= Bilal Ghauri =

Pakistani journalist

Muhammad Bilal Ghauri (محمد بلال غوری) is a Pakistani journalist and columnist. He has contributed to publications including Daily Jang and The Nation, and hosts current affairs programmes on YouTube. Ghauri has faced legal actions from Pakistani authorities related to his reporting and online content.

== Career ==
Ghauri has worked as a columnist for Urdu-language newspapers such as Daily Jang and the English-language The Nation. His columns often address political and social issues in Pakistan. He also operates a YouTube channel where he hosts the programme MBG Speaks, discussing current affairs.

In 2021, Ghauri was placed on indefinite leave from Daily Jang amid inquiries into his online content.

== Controversies ==
In 2019, Ghauri reported receiving repeated phone calls from individuals identifying themselves as members of Pakistan's Inter-Services Intelligence (ISI) agency, instructing him to cease discussing "sensitive issues" on his YouTube channel, particularly his reporting on military chiefs. On 31 July 2019, three individuals claiming to be from the intelligence agency visited his brother's home in the village of Zarif Shaheed, urging the family to convey a message for Ghauri to stop criticising the army in his columns for Daily Jang and on YouTube.

In June 2021, the Federal Investigation Agency (FIA) summoned Ghauri for questioning under the Prevention of Electronic Crimes Act (PECA) regarding alleged defamation in his YouTube videos, which reportedly critiqued state institutions including the military. The Islamabad High Court suspended the notices, criticising the FIA for potential misuse of authority and violation of court orders. Press freedom organisations, including the Committee to Protect Journalists and the International Federation of Journalists, condemned the actions as harassment.

On 7 February 2026, Ghauri was detained by the FIA at Jinnah International Airport in Karachi while attempting to travel to Bangladesh to cover 2026 parliamentary elections. His name was reportedly on the Exit Control List (ECL) since a previous government.

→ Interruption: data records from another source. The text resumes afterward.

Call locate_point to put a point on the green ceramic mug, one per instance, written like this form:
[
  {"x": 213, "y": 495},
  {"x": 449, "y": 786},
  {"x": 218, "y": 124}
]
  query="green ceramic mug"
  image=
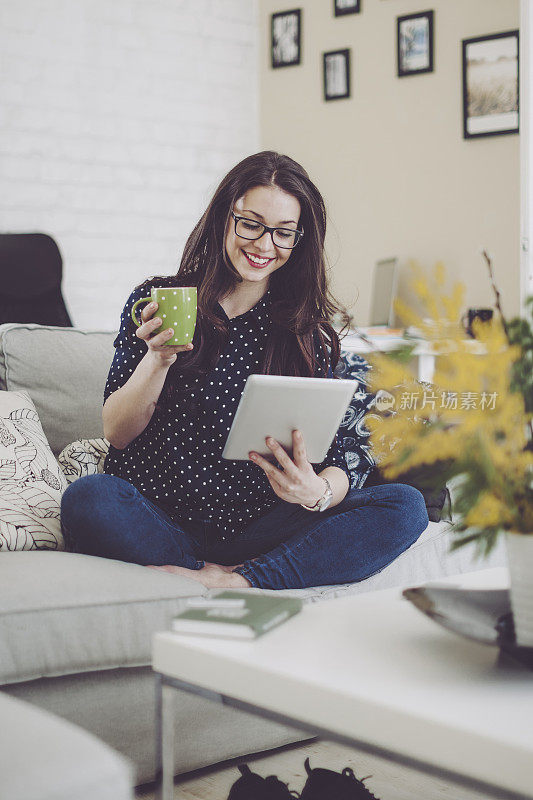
[{"x": 177, "y": 308}]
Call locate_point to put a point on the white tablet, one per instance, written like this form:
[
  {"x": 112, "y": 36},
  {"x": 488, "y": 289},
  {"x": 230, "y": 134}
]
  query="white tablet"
[{"x": 275, "y": 405}]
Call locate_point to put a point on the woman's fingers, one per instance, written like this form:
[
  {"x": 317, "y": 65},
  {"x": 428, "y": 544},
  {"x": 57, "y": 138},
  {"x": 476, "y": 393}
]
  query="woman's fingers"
[
  {"x": 299, "y": 450},
  {"x": 149, "y": 311},
  {"x": 282, "y": 456}
]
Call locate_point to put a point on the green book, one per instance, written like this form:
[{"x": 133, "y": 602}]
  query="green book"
[{"x": 237, "y": 615}]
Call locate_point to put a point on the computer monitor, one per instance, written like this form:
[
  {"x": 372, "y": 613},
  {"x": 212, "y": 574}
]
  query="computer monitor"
[{"x": 384, "y": 282}]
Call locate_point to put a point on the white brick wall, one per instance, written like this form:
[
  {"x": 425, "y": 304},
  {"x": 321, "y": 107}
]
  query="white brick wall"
[{"x": 117, "y": 120}]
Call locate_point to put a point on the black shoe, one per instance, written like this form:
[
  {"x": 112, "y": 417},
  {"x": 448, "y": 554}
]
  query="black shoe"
[
  {"x": 251, "y": 786},
  {"x": 324, "y": 784}
]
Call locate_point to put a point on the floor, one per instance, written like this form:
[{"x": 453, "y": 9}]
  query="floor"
[{"x": 387, "y": 782}]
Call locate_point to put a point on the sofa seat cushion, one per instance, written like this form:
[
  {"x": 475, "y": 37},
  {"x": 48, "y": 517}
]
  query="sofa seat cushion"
[
  {"x": 64, "y": 371},
  {"x": 64, "y": 613},
  {"x": 45, "y": 758}
]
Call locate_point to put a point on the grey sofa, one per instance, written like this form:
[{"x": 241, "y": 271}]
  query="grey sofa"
[{"x": 75, "y": 630}]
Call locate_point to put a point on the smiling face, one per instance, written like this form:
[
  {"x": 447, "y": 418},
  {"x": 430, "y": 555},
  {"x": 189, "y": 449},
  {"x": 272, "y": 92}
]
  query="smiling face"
[{"x": 255, "y": 260}]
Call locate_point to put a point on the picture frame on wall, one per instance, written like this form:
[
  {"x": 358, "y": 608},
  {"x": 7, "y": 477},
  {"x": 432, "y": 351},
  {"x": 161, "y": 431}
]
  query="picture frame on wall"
[
  {"x": 491, "y": 90},
  {"x": 414, "y": 41},
  {"x": 285, "y": 38},
  {"x": 336, "y": 71},
  {"x": 342, "y": 7}
]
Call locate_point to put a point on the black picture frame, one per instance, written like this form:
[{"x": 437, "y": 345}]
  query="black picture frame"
[
  {"x": 286, "y": 38},
  {"x": 409, "y": 28},
  {"x": 343, "y": 7},
  {"x": 336, "y": 74},
  {"x": 495, "y": 88}
]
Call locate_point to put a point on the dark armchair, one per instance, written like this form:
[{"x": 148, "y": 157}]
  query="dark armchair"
[{"x": 31, "y": 270}]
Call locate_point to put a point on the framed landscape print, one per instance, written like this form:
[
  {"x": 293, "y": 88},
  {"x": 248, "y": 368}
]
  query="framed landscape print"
[
  {"x": 342, "y": 7},
  {"x": 415, "y": 43},
  {"x": 490, "y": 85},
  {"x": 286, "y": 34},
  {"x": 336, "y": 75}
]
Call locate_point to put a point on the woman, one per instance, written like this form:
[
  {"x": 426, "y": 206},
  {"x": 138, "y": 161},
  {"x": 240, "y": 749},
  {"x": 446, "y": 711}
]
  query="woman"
[{"x": 167, "y": 498}]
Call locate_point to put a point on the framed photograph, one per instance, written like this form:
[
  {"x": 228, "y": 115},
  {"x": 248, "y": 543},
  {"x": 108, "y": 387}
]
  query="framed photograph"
[
  {"x": 490, "y": 85},
  {"x": 415, "y": 43},
  {"x": 342, "y": 7},
  {"x": 286, "y": 34},
  {"x": 337, "y": 75}
]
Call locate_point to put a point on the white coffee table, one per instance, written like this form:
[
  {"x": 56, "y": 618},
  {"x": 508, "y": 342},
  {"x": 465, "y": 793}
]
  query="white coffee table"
[{"x": 373, "y": 671}]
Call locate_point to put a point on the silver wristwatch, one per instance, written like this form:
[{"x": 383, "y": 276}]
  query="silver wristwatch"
[{"x": 323, "y": 502}]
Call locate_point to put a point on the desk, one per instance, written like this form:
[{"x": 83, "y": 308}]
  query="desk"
[
  {"x": 374, "y": 672},
  {"x": 423, "y": 350},
  {"x": 353, "y": 343}
]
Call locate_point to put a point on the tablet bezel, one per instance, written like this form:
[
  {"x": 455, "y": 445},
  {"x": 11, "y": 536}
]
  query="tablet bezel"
[{"x": 263, "y": 394}]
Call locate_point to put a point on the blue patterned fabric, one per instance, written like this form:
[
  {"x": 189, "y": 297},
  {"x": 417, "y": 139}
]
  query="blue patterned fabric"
[{"x": 354, "y": 435}]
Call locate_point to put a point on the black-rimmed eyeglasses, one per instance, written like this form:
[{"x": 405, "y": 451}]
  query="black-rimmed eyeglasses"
[{"x": 286, "y": 238}]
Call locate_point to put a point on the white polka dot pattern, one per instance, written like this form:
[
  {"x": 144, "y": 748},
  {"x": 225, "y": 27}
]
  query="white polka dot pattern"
[{"x": 176, "y": 461}]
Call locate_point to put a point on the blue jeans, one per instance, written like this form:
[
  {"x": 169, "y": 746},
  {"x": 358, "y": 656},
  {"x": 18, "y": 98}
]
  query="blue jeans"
[{"x": 287, "y": 548}]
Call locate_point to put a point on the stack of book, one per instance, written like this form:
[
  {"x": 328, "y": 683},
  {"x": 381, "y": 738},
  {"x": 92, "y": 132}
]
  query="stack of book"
[{"x": 237, "y": 615}]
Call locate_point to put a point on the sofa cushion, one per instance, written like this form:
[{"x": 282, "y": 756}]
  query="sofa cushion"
[
  {"x": 64, "y": 370},
  {"x": 62, "y": 613},
  {"x": 83, "y": 457},
  {"x": 45, "y": 758},
  {"x": 31, "y": 483},
  {"x": 65, "y": 613}
]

On 6 September 2026, Ghauri was reported missing by his family after he disappeared from his ground-floor office at his home in Islamabad. Pakistani authorities later confirmed he had been detained by the National Cyber Crime Investigation Agency, and that a criminal investigation had been launched after an allegation that Ghauri had violated the Prevention of Electronic Crimes Act by disseminating "fake or false" information. Later that day, a court in Islamabad authorised Ghauri being physically remanded for a further three days. The Committee to Protect Journalists called for Ghauri to be immediately released, stating that the arrest was in response to him posting commentary on X about Faisal Naseer's appointment as national coordinator of the National Counter Terrorism Authority.